Full professors cannot be fired on academic grounds and as such have fewer restrictions on their job whereas any professor not tenure-track or tenured is constantly under pressure to perform.

Adjunct professors make up an alarming 41.5 percent of the nation’s professors according to the U.S. Department of Education in a 2011 survey, while tenure track and tenured are less than a quarter of the total faculty. The rest is made up of full-time, non-tenured or visiting professors and lecturers.

However, interview and research with humans working in these environments has led to higher conclusions of up to 75 or 80 percent of the faculty being contingent. This disparity in reported numbers and personnel may reflect a difference of language used in reporting number by different groups.

Assistant or adjunct professors are expected to teach and do their relevant research like full professors, but if they have a class that does not do well or they receive very poor student reviews, they can be let go at the end of their very short, sometimes one-semester contract.
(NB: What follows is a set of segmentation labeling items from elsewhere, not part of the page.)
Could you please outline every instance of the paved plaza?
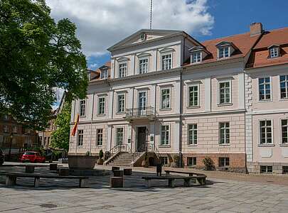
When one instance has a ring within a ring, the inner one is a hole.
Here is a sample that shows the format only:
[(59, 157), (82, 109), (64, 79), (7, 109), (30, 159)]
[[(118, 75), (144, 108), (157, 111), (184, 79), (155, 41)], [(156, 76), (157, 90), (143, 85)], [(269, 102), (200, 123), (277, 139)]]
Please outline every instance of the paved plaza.
[[(23, 167), (5, 170), (24, 170)], [(2, 168), (1, 170), (3, 170)], [(36, 168), (45, 170), (45, 168)], [(0, 212), (287, 212), (288, 187), (228, 179), (210, 178), (206, 186), (174, 189), (164, 181), (145, 187), (143, 171), (125, 176), (124, 187), (112, 189), (110, 175), (92, 177), (86, 187), (77, 180), (17, 179), (13, 188), (0, 178)]]

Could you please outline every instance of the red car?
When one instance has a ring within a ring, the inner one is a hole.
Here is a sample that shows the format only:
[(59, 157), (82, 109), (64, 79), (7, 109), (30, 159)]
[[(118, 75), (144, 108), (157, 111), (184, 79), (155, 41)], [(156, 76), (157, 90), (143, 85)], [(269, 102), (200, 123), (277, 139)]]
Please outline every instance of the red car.
[(31, 163), (45, 163), (45, 157), (41, 156), (41, 155), (38, 152), (27, 151), (22, 155), (20, 160), (22, 163), (26, 161)]

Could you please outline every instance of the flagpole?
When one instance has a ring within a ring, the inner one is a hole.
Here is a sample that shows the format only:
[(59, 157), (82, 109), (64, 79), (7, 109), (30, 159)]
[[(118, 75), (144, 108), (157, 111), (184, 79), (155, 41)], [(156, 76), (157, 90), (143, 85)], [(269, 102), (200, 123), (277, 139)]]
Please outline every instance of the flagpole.
[(91, 124), (90, 124), (90, 155), (92, 155), (92, 121), (93, 121), (94, 97), (95, 97), (95, 93), (93, 92), (93, 99), (92, 99), (92, 102)]

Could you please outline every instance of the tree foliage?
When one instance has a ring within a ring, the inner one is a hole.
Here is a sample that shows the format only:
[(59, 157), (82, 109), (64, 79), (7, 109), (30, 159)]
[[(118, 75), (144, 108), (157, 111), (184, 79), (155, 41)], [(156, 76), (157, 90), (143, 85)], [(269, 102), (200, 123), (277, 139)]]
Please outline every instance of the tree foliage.
[(56, 130), (52, 133), (51, 147), (69, 149), (70, 121), (71, 118), (71, 104), (64, 104), (60, 113), (57, 116), (55, 125)]
[(0, 113), (30, 127), (48, 124), (55, 87), (84, 98), (86, 60), (68, 19), (58, 23), (44, 0), (0, 1)]

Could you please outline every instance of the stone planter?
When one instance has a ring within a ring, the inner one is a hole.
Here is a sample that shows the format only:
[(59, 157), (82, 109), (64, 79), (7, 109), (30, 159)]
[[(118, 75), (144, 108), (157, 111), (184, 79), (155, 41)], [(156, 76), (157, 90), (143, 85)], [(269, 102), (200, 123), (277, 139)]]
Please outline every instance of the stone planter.
[(68, 155), (70, 169), (92, 170), (96, 163), (96, 156)]

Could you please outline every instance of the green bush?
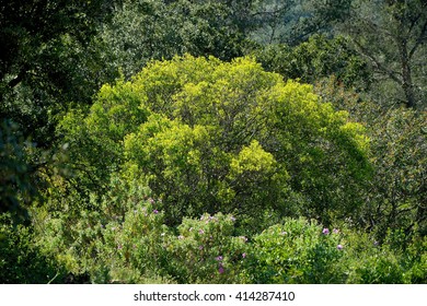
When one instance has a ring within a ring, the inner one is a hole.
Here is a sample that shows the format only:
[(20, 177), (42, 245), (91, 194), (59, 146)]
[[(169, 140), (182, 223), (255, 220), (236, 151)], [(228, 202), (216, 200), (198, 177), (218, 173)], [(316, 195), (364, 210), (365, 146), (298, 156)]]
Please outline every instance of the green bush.
[(246, 273), (253, 283), (341, 283), (342, 234), (304, 219), (287, 219), (254, 237)]

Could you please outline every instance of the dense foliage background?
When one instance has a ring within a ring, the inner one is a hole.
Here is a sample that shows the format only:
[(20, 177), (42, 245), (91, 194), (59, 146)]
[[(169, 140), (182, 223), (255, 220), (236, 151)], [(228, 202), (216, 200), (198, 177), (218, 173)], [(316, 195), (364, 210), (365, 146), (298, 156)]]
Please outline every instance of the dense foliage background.
[(427, 283), (422, 0), (0, 1), (1, 283)]

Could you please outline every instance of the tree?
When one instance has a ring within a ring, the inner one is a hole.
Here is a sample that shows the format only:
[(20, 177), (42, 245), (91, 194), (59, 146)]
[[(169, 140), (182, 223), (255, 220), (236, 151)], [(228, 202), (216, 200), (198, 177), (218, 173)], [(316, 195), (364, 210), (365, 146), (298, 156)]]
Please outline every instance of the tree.
[(151, 59), (175, 55), (215, 56), (231, 60), (242, 56), (246, 32), (253, 28), (254, 1), (124, 1), (101, 35), (114, 58), (111, 66), (126, 78)]
[(70, 102), (89, 103), (107, 81), (88, 44), (114, 3), (2, 1), (0, 116), (20, 123), (38, 146), (51, 144), (58, 111)]
[(62, 133), (74, 177), (93, 168), (97, 181), (119, 172), (147, 184), (171, 223), (263, 210), (327, 223), (351, 214), (369, 173), (361, 126), (311, 86), (247, 58), (151, 62), (131, 82), (104, 87), (88, 117), (72, 118)]
[[(372, 178), (362, 189), (363, 204), (354, 222), (383, 239), (388, 231), (402, 231), (406, 242), (427, 233), (426, 114), (406, 107), (384, 109), (337, 86), (318, 84), (318, 93), (353, 120), (367, 127)], [(365, 190), (365, 191), (363, 191)]]
[(371, 63), (380, 94), (406, 107), (424, 108), (427, 2), (360, 0), (350, 15), (339, 28)]
[(368, 63), (344, 37), (313, 35), (296, 47), (266, 46), (256, 51), (255, 57), (266, 70), (304, 83), (315, 84), (335, 75), (337, 82), (360, 92), (367, 91), (372, 82)]
[(257, 26), (250, 37), (263, 44), (297, 46), (312, 35), (330, 36), (333, 25), (350, 12), (351, 0), (261, 0), (253, 9)]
They are reviewed periodically to assess their performance and kept or fired based on student reviews, grades, contributions to research, and other criteria. While this is true for some universities, it is not always true. Some universities such as Tufts University publish how departments go about renewals.
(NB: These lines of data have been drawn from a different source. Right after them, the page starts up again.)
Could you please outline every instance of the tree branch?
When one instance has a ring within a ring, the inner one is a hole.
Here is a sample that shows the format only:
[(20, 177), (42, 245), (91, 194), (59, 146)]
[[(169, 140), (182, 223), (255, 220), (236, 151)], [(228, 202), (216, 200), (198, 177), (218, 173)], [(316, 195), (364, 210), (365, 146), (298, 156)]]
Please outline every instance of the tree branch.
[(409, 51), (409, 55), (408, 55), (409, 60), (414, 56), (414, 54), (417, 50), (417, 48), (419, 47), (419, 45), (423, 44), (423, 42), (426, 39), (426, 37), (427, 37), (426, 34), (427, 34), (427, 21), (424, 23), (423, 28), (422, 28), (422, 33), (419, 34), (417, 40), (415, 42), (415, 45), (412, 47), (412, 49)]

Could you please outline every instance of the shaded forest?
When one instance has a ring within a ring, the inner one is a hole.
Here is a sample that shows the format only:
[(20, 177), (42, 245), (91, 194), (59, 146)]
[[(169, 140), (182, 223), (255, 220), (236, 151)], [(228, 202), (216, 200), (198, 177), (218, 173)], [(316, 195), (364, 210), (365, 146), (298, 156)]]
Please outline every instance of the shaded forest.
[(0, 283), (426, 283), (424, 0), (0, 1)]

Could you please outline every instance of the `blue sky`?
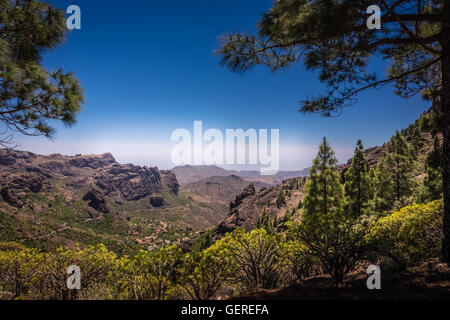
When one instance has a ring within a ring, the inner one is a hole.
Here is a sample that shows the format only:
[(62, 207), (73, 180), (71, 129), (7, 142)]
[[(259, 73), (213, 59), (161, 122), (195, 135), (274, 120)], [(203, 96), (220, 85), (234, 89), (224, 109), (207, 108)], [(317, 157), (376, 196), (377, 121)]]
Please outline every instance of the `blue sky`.
[[(177, 128), (280, 129), (281, 169), (310, 165), (327, 136), (340, 161), (357, 139), (389, 139), (427, 109), (420, 97), (402, 99), (391, 87), (368, 91), (337, 119), (297, 112), (299, 100), (321, 92), (316, 74), (296, 65), (240, 76), (219, 65), (221, 34), (255, 30), (271, 0), (50, 1), (82, 11), (82, 30), (44, 55), (50, 68), (80, 79), (86, 104), (73, 128), (56, 124), (55, 141), (16, 136), (22, 150), (41, 154), (112, 152), (119, 162), (171, 168), (170, 136)], [(386, 66), (377, 63), (377, 73)], [(245, 168), (238, 168), (245, 169)]]

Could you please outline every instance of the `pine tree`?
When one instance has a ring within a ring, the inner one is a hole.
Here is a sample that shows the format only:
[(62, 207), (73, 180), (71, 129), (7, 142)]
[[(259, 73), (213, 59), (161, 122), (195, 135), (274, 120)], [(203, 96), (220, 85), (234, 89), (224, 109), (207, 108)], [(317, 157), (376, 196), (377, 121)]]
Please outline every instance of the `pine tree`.
[(397, 132), (377, 167), (377, 207), (391, 210), (403, 206), (414, 191), (414, 151)]
[(343, 213), (344, 192), (336, 165), (334, 151), (324, 137), (319, 153), (313, 160), (310, 181), (306, 186), (307, 196), (303, 202), (305, 224), (320, 224)]
[(280, 190), (277, 198), (277, 208), (280, 209), (284, 205), (286, 205), (286, 196), (284, 195), (283, 190)]
[(84, 101), (79, 81), (42, 65), (42, 53), (63, 43), (66, 31), (64, 12), (50, 4), (0, 0), (0, 146), (14, 146), (14, 132), (51, 138), (50, 120), (75, 123)]
[(374, 173), (363, 151), (363, 144), (361, 140), (358, 140), (352, 165), (345, 173), (345, 195), (348, 197), (349, 208), (355, 217), (366, 213), (375, 194)]
[[(367, 29), (366, 9), (381, 9), (382, 27)], [(397, 94), (432, 100), (443, 133), (444, 241), (450, 265), (450, 0), (274, 1), (258, 33), (222, 38), (221, 63), (245, 72), (256, 65), (272, 71), (304, 63), (326, 85), (324, 94), (303, 99), (302, 112), (339, 115), (370, 88), (391, 84)], [(378, 78), (370, 57), (390, 63)]]
[(412, 136), (412, 145), (413, 145), (413, 148), (414, 148), (414, 151), (416, 154), (420, 150), (421, 140), (422, 140), (422, 135), (420, 133), (420, 130), (418, 127), (415, 127), (414, 131), (413, 131), (413, 136)]
[(424, 190), (420, 196), (422, 202), (438, 200), (442, 198), (442, 146), (438, 136), (434, 137), (434, 148), (425, 162)]

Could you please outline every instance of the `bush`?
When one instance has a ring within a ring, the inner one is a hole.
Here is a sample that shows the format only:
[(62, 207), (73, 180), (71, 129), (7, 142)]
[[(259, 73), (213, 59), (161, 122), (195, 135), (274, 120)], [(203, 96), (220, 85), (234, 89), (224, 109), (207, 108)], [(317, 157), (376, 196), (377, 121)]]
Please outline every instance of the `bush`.
[(369, 239), (382, 258), (392, 259), (396, 268), (438, 257), (443, 238), (443, 211), (442, 200), (404, 207), (380, 218)]
[(182, 252), (175, 245), (155, 252), (140, 251), (134, 259), (124, 257), (119, 272), (121, 297), (136, 300), (166, 300), (176, 295), (177, 268)]
[(219, 244), (200, 253), (184, 257), (181, 282), (189, 297), (195, 300), (213, 298), (230, 276), (230, 254)]
[(300, 254), (306, 252), (317, 261), (338, 286), (367, 250), (369, 223), (364, 219), (336, 219), (315, 226), (301, 223), (292, 226), (290, 233), (302, 244)]

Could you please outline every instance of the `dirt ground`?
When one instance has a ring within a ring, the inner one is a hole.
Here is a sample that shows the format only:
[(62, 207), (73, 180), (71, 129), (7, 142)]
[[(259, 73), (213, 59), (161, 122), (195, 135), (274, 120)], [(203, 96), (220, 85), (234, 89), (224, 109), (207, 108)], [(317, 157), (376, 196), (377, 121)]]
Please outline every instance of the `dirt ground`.
[[(381, 290), (369, 290), (367, 275), (348, 275), (335, 287), (328, 275), (306, 279), (290, 287), (264, 290), (235, 299), (249, 300), (450, 300), (450, 268), (430, 260), (402, 274), (381, 271)], [(234, 300), (234, 299), (233, 299)]]

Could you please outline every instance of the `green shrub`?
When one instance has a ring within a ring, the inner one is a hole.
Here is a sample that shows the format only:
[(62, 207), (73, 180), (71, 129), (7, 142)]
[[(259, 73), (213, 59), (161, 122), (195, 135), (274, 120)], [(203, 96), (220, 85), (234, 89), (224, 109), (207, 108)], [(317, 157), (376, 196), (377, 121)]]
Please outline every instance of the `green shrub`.
[(415, 204), (380, 218), (370, 241), (384, 258), (405, 268), (438, 257), (442, 244), (443, 201)]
Adjunct professors also do not get much if any say in how a department is run. The system is very strongly oligarchical and hierarchical. This means that if changes are being made that will affect a majority of the faculty, that majority cannot do much about it.

Pay differences in adjunct and tenured professors are astronomical; there is approximately a $100,000 income gap. Because adjunct professors have been historically part-time employees, they receive less pay for work they do.

This used to be a good position for part-time professors who might be a professional in their field and teach on the side. I personally know an adjunct professor who teaches on the side, home schools her children, and is otherwise a stay-at-home mom.

While this may be beneficial to those specific environments, most adjunct professors have to take several appointments at several universities to make ends meet since adjunct earnings have not risen in tandem with inflation since the 1970s.

Currently, adjunct professors are fighting to get recognition and change these problems. With a saturated job market, getting and keeping an appointment at a university is extremely difficult. Adjunct professors are joining forces in unions, forming together to force universities to provide at least higher pay, if not benefits, and a more democratic system in universities.

The Service Employees International, famous for organizing the fast-food industry walkout to demand a doubling of the federal minimum wage, is also trying to help adjunct professors. They demand approximately $15,000 per course taught (compared to the $2000-$2700 average), benefits like sick leave, and healthcare.

This past February 28 was also National Adjunct Walkout Day, an event organized by professors to help students recognize the problem to force educators to try and function for one day without a majority of their educators. This event is part of a bigger National Adjunct Awareness Week to expose the problem.

While I have hopefully shown you this problem well, my research has only scratched the surface of this. Ask your professors about it.

(image thanks to bestcollegesonline.com)

Chances are they will love to talk about their job. This problem of underemployment means stressed, overworked educators who may not be able to teach you well enough. Until recently, this wasn’t discussed openly and only in the last two years has it been examined with any detail.

My research presented to you here is disparate and in need of roping in, but since the topic is new, it is subject to quite a bit of bias and has fuzzy edges (like the $700 dollar range in reported average per course compensation).

This issue reflects deeper cracks in the national education system as a whole. Therefore, I encourage you to seek out the information, make informed decisions about it and act on it.